Arbitration is an alternative dispute resolution method that is widely used in resolving disputes in a more efficient and cost-effective manner compared to traditional litigation. In arbitration, neutral third parties called arbitrators are selected to hear evidence from both parties and make a binding decision on the outcome of the dispute. The selection of the Arbitrators is crucial to ensuring a fair and impartial resolution of the dispute. The process of selecting arbitrators varies depending on the arbitration agreement or rules that govern the dispute resolution process.
In Nigeria, the field of arbitration and mediation has experienced substantial advancements over time, with changes in legislation often mirroring the evolving practices on a global scale. In an effort to modernize and align with international standards in arbitration and mediation, Nigeria enacted the Arbitration and Mediation Act 2023 (AMA) on 26 May 2023. The replacement of the 35-year-old Arbitration and Conciliation Act of 1988 with the AMA marks a significant legal shift.
Sections 7(3) and 59 of the Act outline the procedures for selecting arbitrators in cases where the parties are unable to agree on a method or fail to complete the selection process. According to Section 7(4) of the Act, the court has the authority to intervene in the selection of arbitrators at the request of either party. This intervention may be necessary if a party does not comply with the agreed selection procedure, if the parties or appointed arbitrators are unable to choose a presiding arbitrator, or if the appointing authority or a third party fails to fulfill their duties.
Nigeria's Court of Appeal ruled in the case of Shell v Federal Inland Revenue Service that only Nigerian qualified legal practitioners are allowed to sign documents for arbitration proceedings in Nigeria. This ruling effectively excludes foreign qualified legal practitioners who are not enrolled in Nigeria from these proceedings. This limitation also extends to the selection of arbitrators, as only legal practitioners can be appointed in cases where the arbitration agreement specifies this requirement.

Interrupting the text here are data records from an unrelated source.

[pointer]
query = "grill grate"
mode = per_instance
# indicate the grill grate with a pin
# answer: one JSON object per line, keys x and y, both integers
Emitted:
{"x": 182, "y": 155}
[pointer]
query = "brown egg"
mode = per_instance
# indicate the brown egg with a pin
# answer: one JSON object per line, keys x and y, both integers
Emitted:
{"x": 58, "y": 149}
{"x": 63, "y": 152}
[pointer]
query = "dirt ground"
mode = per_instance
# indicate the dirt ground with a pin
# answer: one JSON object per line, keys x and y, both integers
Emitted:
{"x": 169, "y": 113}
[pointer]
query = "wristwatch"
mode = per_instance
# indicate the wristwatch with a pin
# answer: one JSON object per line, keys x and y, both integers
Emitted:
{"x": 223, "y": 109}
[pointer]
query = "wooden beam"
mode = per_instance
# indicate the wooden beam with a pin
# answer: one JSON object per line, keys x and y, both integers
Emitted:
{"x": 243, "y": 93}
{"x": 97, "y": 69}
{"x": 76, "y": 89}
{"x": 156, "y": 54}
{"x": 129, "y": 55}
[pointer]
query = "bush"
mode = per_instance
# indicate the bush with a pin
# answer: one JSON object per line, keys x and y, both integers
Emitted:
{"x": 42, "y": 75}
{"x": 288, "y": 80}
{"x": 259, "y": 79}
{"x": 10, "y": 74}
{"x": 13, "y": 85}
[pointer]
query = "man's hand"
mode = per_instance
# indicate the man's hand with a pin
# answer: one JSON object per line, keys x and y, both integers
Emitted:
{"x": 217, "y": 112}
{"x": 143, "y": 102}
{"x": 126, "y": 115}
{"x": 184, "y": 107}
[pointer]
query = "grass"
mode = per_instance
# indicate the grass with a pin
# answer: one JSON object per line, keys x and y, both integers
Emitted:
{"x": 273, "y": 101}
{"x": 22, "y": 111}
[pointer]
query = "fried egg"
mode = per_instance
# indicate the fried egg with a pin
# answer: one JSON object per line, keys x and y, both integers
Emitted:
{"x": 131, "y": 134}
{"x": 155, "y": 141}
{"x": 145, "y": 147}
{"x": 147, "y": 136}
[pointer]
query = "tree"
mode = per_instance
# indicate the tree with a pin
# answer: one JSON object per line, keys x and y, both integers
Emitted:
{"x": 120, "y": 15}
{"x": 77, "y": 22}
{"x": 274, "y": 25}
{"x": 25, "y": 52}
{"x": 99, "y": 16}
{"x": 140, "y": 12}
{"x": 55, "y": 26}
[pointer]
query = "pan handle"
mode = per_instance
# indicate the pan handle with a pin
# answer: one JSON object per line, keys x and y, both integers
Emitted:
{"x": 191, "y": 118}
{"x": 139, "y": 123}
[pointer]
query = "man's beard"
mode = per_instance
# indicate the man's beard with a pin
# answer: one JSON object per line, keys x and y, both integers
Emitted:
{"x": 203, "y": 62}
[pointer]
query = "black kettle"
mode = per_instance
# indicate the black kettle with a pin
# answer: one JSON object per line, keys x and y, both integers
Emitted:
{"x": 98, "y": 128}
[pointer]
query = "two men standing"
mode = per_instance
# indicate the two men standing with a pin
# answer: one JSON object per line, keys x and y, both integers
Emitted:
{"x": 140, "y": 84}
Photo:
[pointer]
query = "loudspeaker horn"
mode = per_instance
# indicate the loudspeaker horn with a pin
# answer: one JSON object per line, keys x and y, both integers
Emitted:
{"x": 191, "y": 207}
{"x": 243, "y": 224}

This decision is in contrast with the ruling in the case of Stabilini Visinoni v Mallinson, where the Court of Appeal emphasized the flexibility of the arbitral process. In that case, the court acknowledged that arbitration practice is open to both lawyers and non-lawyers, reflecting the general policy in arbitration-friendly jurisdictions. However, the decision in Shell v FIRS seems to restrict this flexibility and limit the parties' choice in representation.
First and foremost, an effective arbitration clause must include a clear and unequivocal agreement to arbitrate. This means that the parties to the contract must expressly state their intention to resolve disputes through arbitration rather than litigation. Secondly, an effective arbitration clause should set out a well-defined arbitration process. This includes specifying the rules and procedures that will govern the arbitration, such as the selection of arbitrators, the location of the arbitration hearings, and the timeline for resolving the dispute.

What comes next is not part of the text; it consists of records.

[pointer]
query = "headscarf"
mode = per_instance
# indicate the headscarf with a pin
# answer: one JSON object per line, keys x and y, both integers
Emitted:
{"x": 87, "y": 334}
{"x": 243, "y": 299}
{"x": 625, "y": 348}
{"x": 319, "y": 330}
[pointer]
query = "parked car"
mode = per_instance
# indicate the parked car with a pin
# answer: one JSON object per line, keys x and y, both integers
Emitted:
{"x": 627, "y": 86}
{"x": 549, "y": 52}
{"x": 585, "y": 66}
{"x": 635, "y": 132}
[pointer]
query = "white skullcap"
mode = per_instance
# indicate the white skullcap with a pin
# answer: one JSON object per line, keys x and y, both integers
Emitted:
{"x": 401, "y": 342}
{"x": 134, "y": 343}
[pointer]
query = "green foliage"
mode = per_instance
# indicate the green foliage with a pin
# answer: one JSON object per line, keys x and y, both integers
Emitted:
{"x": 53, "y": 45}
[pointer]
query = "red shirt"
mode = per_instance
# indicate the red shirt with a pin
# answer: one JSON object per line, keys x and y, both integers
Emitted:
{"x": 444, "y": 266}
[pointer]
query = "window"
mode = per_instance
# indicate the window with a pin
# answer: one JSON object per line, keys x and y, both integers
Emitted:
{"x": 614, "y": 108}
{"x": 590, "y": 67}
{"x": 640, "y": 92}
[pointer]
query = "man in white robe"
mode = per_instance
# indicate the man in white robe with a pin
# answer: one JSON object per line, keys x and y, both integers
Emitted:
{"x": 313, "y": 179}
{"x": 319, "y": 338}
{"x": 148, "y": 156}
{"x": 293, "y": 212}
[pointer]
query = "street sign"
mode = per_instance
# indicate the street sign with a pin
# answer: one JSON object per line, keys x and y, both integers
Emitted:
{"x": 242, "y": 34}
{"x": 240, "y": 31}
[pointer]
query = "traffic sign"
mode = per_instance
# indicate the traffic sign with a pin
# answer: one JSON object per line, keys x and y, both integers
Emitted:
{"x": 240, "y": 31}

The enforceability of arbitration clauses can vary depending on the jurisdiction. The United Nations Convention on the Recognition and Enforcement of Foreign Arbitral Awards (New York Convention) provides a framework for enforcement in over 150 countries.
In the case of Nigeria, the previous ACA, section 5 allowed the court to use its discretion in deciding whether to grant a stay of proceedings based on the applicant's ability to demonstrate a valid reason. This was evident in the Enyelike v Ogoloma case. However, the introduction of Section 5 in the AMA now mandates the court to refer parties to arbitration and halt proceedings unless the arbitration agreement is deemed to be invalid, inoperative, or impossible to execute.